= Harish C. Mehta =

Harish Chandra Mehta is a university lecturer and historian of the foreign relations of the United States. He is also the Editor in Chief of the Rising Asia Journal.

== Journalistic career ==

Mehta has written for the press including for Outlook from at least 1996 through 2000.

== Books ==

Mehta has authored, co-authored, or edited a number of books.

In 1997, he published Cambodia Silenced: The Press under Six Regimes. Writing in the Southeast Asian Journal of Social Science, Steven J. Appold said that the book "does a credible job of informing readders of the who, what, when, and where of Cambodian journalism on the basis of scanty data." However, he added that "the book gives less satisfying asnwers to the questions of how and why of Cambodian journalism."

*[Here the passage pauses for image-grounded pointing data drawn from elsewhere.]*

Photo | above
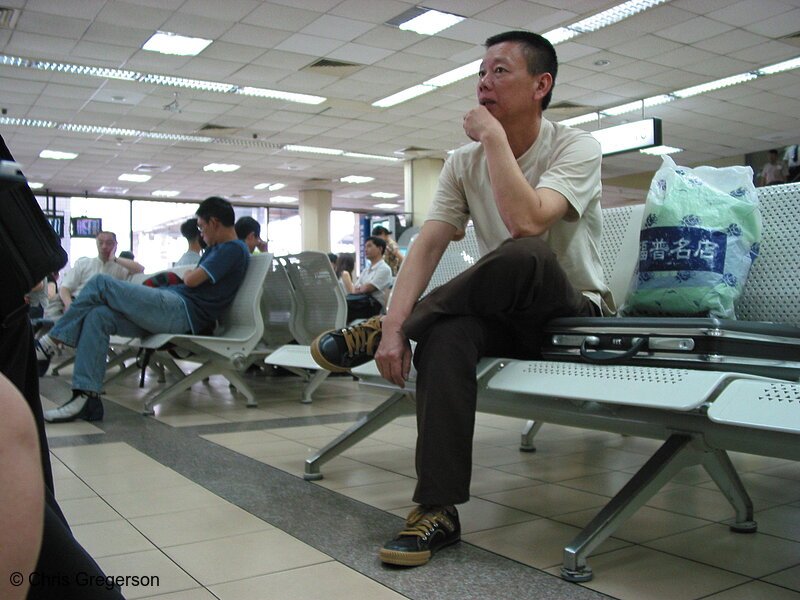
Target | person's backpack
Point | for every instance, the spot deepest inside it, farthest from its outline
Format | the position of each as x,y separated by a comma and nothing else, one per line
29,248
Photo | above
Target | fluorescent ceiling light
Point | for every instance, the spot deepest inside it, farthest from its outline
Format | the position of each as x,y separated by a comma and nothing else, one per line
278,95
370,156
714,85
27,122
313,149
221,167
431,22
458,74
786,65
403,95
659,150
57,155
135,177
152,78
580,120
629,136
173,43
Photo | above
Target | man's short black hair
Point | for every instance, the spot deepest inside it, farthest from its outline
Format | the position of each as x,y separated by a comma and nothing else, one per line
538,52
220,208
245,225
377,242
189,230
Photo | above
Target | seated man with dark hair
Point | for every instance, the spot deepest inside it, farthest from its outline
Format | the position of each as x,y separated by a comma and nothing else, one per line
193,253
366,297
108,307
249,231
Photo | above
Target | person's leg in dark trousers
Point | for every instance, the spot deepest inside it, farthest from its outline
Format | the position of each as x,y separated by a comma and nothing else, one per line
495,308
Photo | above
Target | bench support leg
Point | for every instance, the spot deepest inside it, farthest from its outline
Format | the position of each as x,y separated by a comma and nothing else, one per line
397,405
673,455
530,429
719,466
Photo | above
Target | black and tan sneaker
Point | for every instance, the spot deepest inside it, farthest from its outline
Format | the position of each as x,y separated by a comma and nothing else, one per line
340,350
428,529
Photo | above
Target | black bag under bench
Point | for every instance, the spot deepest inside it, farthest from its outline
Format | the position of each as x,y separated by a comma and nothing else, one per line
707,343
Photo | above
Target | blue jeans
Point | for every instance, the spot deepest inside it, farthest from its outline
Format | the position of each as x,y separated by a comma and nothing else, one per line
106,307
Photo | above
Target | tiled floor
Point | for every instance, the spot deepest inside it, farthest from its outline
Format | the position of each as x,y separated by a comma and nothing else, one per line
208,496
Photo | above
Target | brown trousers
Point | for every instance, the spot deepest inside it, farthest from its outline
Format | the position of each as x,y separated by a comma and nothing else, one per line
497,307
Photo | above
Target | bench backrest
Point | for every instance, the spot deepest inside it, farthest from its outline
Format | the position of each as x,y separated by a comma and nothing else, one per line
319,299
243,317
277,306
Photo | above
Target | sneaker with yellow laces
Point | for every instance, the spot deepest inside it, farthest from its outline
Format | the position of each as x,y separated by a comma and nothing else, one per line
428,529
340,350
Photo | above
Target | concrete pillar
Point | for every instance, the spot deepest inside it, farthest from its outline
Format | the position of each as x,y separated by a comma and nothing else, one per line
315,220
421,180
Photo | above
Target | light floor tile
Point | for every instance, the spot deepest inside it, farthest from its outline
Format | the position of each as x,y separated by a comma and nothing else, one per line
88,510
394,494
159,501
789,578
645,524
242,556
636,572
780,521
547,499
110,538
752,554
538,543
150,563
326,581
207,523
756,590
551,469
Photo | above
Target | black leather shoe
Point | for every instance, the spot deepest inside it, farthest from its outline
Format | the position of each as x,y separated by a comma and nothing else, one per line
80,406
340,350
427,530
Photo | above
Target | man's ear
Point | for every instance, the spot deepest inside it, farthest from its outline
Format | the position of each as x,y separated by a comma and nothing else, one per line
542,85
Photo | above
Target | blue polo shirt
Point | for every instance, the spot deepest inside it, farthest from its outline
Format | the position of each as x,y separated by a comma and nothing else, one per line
226,265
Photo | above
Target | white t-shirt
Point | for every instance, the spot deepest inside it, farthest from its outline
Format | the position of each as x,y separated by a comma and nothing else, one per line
378,274
85,268
563,159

Mehta published a biography of Norodom Ranariddh in 2001 titled Warrior prince: Norodom Ranariddh, son of King Sihanouk of Cambodia. Bertil Lintner, writing in the Far Eastern Economic Review, called it "the most comprehensive account of life inside the Cambodian royal family that has been written so far." The book "cause[d] a serious rift within the family it describes." After giving interviews to Mehta, the book's subject "backed out because he did not want to worsen relations with his father, King Norodom Sihanouk of Cambodia. ...[issuing] a statement saying that the book is 'inaccurate' and 'fails to reflect the contents of the interviews and words expressed.'"

Hun Sen: Strongman of Cambodia (co-author Julie Mehta) is based on several hours of interviews with Prime Minister Hun Sen, whom the authors have known personally for twenty-one years; an updated edition was published in 2013. It has been criticised by reviewers as being hagiographic and plagued by extreme partiality towards Hun Sen.

His book, People’s Diplomacy of Vietnam: Soft Power in the Resistance War, 1965–1972 was published in 2020.

In 2024, he published Between homelands in Michael Ondaatje's fiction co-edited with Julie Mehta.

== Awards ==

As a historian, Mehta has won the Samuel Flagg Bemis Award in 2008 and 2007 given by the Society for Historians of American Foreign Relations.